Montréal

Deux nouvelles journées de grève pour les CPE cette semaine

CPE Grève

La Fédération des intervenantes en petite enfance du Québec (FIPEQ-CSQ) entame aujourd’hui et vendredi deux nouvelles journées de grève pour ses CPE affiliés. Des lignes de piquetage sont érigées partout au Québec, y compris à Montréal, devant les CPE représentés par la FIPEQ-CSQ

Ce sont près de 3000 éducatrices de CPE qui ne travailleront pas pour ces deux nouvelles journées de grève. Une ligne de piquetage a notamment été érigée devant un CPE de Pointe-aux-Trembles.
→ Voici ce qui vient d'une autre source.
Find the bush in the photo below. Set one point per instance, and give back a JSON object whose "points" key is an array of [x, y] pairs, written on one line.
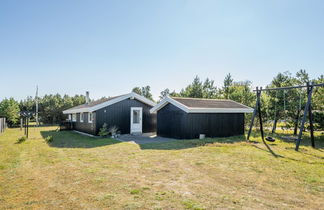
{"points": [[113, 130], [49, 139], [103, 132], [21, 140]]}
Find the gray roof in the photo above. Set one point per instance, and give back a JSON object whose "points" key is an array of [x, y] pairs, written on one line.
{"points": [[208, 103], [93, 103]]}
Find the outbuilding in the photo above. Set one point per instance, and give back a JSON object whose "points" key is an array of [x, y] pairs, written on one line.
{"points": [[130, 113], [187, 118]]}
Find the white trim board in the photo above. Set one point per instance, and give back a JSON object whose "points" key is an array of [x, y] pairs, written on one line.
{"points": [[111, 102], [183, 107]]}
Selon un sondage réalisé auprès de 1099 intervenantes du réseau et diffusé aujourd’hui par la FIPEQ-CSQ, près de 80% du personnel de CPE se dit «épuisé». La plupart (69%) des salarié.e.s interrogées ont même songé à quitter leur emploi en raison de cet épuisement au cours des trois dernières années. 

Ce n’est certainement pas avec une prime pour le travail de 40 heures et plus que l’on va régler ce problème! C’est pourtant ce que le gouvernement s’entête à offrir aux intervenantes en CPE dans sa dernière offre à la table de négociation.

Valérie Grenon, présidente de la FIPEQ-CSQ dans un communiqué

Plusieurs causes sont identifiées par ce sondage pour la surcharge de travail dont sont victimes les éducatrices. On relève notamment la multitude de tâches et le manque de temps pour les effectuer (78%), les enfants ayant des besoins particuliers (65%) et la pénurie de main-d’œuvre qui empêche la prise de journées de récupération (60%).

Nouvelle journée de négociations le 4 novembre

Québec cherche à recruter près de 17 800 éducatrices d’ici 2025. La présidente du Conseil du Trésor, Sonia LeBel, avait présenté le 22 octobre dernier son plan pour créer 37 000 places dans les CPE. Ce plan comportait notamment une augmentation de salaire de plus de 20,2% pour les éducatrices qualifiées, prêtes à travailler 40 heures par semaine. 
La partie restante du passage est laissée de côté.